In the group practice setting, I have seen many of my practice manager friends and colleagues retire, change jobs, or—worse yet— be relieved of their management position. What is going on lately?
External pressures from the outside and internal pressures from inside the practice are making for an environment like quicksand for practice managers and owner-physicians. Some of these external pressures are caused by the Centers for Medicare & Medicaid Service (CMS)’s continued reductions, which often influence commercial contracts.
We face great uncertainty with the workings of the Affordable Care Act as it is currently being presented to us. Regulations and threatened penalties from CMS auditors as well as the Health Insurance and Portability and Accountability Act, the Health Information Technology for Economic and Clinical Health Act, the Office of Inspector General, the Employee Retirement Income Security Act, the US Department of Labor, and state and local authorities, are al-ways present and increasing.
Facing the transition to International Classification of Diseases, Tenth Revision, Clinical Modification and fulfilling meaningful use re-quirements for electronic health records are the focus for the near future. High-deductible health plans and a future of bundled
payments to try to bend the untenable growth in the healthcare spending curve also tug on us. If you live in a highly populated area, hospital systems are jockeying for turf and this is affecting the situation, too.
Internally, staff wants to keep up with their existing standard of living with pay raises and health insurance that doesn’t put onerous burdens on their take-home pay. They are insecure with the news of hospital buyouts of physician practices, group closures, outsourced business, and more global problems such as the debt ceiling, which all make reassurances of their job security very important. Spending money to empower staff or boost morale is a difficult sell to practice owners. Replacing staff or combining jobs is on the table. Physicians and staff both feel the pressure of precertifications and other medical insurance policies. The costs of drugs and medical supplies are ever-changing.
At times like these, the shortcomings of both physician owners and practice managers become exposed. There are several choices at this point. A healthy choice is admitting your inadequacies and getting up to speed in areas where knowledge is lacking for either the physician or the manager. If time is short, admitting your need and getting outside help in the area(s) of immediate need would be positive, too. But, unfortunately, what can often happen are unhealthy decisions being made. Either the physician or the manager do not admit their lack of knowledge or understanding and retreat to their corners, and then the problems really begin.
For the manager, modeling leadership is hard when they feel inadequate internally. They continue to try to take care of and please their staff, their physicians, and outside forces, but trying to do that for too long in this state can bring on burnout and cause managers to abruptly leave the job. Sometimes managers escape to another job, hoping it will be different, but it is rarely different. Sometimes managers just keep treading water, hoping things will change, but they don’t and then they are forced out of the job.
How do we stop this vicious cycle? Like growing a plentiful garden, several ingredients are needed to foster a healthy culture so that managers and owner-physicians do not go to their separate corners. There needs to be good seed for the garden to grow.
1. First and foremost, the manager must be good seed—the right person in the right job. Taking enough time for decision-making before hiring is vital for possible long-term employment.
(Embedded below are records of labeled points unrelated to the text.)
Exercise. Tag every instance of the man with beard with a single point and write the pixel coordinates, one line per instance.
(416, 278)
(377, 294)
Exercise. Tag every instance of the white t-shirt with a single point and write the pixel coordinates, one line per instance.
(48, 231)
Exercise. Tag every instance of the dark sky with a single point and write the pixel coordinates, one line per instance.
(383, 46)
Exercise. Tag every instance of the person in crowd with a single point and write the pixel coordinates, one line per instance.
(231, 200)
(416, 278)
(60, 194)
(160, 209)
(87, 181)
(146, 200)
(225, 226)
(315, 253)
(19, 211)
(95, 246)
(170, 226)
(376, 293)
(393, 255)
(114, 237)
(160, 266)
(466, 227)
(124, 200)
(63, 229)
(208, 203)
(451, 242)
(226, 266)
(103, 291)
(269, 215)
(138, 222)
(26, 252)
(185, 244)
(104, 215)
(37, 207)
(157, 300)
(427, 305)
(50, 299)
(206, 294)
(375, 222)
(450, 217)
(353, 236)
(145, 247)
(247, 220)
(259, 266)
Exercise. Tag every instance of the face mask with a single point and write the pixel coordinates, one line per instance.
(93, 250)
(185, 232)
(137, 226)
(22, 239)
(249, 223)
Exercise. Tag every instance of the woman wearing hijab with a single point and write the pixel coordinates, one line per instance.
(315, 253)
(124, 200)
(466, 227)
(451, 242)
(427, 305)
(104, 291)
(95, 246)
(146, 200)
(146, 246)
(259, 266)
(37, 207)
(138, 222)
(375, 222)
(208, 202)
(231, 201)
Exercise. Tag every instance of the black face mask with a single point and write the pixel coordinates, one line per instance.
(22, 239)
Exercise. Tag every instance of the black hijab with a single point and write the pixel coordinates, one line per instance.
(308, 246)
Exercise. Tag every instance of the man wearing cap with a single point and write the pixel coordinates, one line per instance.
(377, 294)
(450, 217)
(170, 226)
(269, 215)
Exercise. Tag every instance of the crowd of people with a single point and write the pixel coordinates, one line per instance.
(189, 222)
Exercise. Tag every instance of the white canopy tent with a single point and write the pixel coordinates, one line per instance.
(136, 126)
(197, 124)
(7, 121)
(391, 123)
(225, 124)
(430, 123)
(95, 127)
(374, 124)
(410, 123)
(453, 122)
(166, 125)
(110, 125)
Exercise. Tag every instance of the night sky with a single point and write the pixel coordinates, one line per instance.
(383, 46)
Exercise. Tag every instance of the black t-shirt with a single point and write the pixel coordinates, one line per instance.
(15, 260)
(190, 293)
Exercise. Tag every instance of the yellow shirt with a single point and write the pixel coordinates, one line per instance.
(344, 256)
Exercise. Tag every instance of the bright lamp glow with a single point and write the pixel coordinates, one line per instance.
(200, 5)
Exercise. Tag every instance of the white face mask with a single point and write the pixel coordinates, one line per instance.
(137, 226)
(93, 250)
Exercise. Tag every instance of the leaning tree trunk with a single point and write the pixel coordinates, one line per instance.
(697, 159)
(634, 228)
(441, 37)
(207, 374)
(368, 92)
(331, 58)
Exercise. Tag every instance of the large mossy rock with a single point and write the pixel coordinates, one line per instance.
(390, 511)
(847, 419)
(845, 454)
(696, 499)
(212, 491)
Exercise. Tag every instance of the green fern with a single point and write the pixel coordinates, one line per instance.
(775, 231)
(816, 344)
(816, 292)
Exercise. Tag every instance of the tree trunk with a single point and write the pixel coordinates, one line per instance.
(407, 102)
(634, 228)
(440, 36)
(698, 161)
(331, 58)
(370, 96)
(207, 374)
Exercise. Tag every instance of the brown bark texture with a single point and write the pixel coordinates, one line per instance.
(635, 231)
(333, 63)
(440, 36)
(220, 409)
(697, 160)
Checking the manager’s credentials before he or she is hired is a given, but exploring how the manager’s style of operating will fit into the group’s culture should not be overlooked before a job offer is made. A wrong fit can show up in many ways and cause lots of trouble down the road.
2. Good communication is a vital ingredient between physician and nonphysician leadership. Physicians need to stop and commit enough time to really listen to their managers’ concerns—not a random hallway conversation or a quick meeting while watching the clock.
3. Another ingredient is the need for physicians to respect and appreciate their managers as the assets they are—entrusted with overseeing the practice so it not only remains viable, but that it thrives. A hierarchy in which managers care for the staff and owner-physicians care for the managers is ideal. Instead of allowing more and more to be piled on the managers to their breaking point, the physicians need to take time to see their managers almost like patients and try to keep their expectations in line with a balanced life for the managers. Throwing money or titles at an overworked manager is not the right ingredient, and it won’t pay off in the long run.
4. Another mistake that owner-physicians make is second-guessing a good manager after having outside conversations with other colleagues where apple-to-apple comparisons are just not applicable. Patient demographics can be different, physician competition can be different, managed care penetration can be different, to mention just a few possible variances. In addition, there are the many consultants promising physicians the moon hoping that the physicians will believe the sales pitches and not listen to their own staff who may have concerns. If any of these examples occur, the practice manager is left doing cleanup, explaining actions and trying to get understanding from the physicians on the group’s course. This is wasted time.
As the decades go by and I get ready to retire, I look over the decades and think of examples from around the country on this topic. I am left with a final, unoriginal thought: It would be so much more powerful and productive if physicians and managers really worked together for the common good.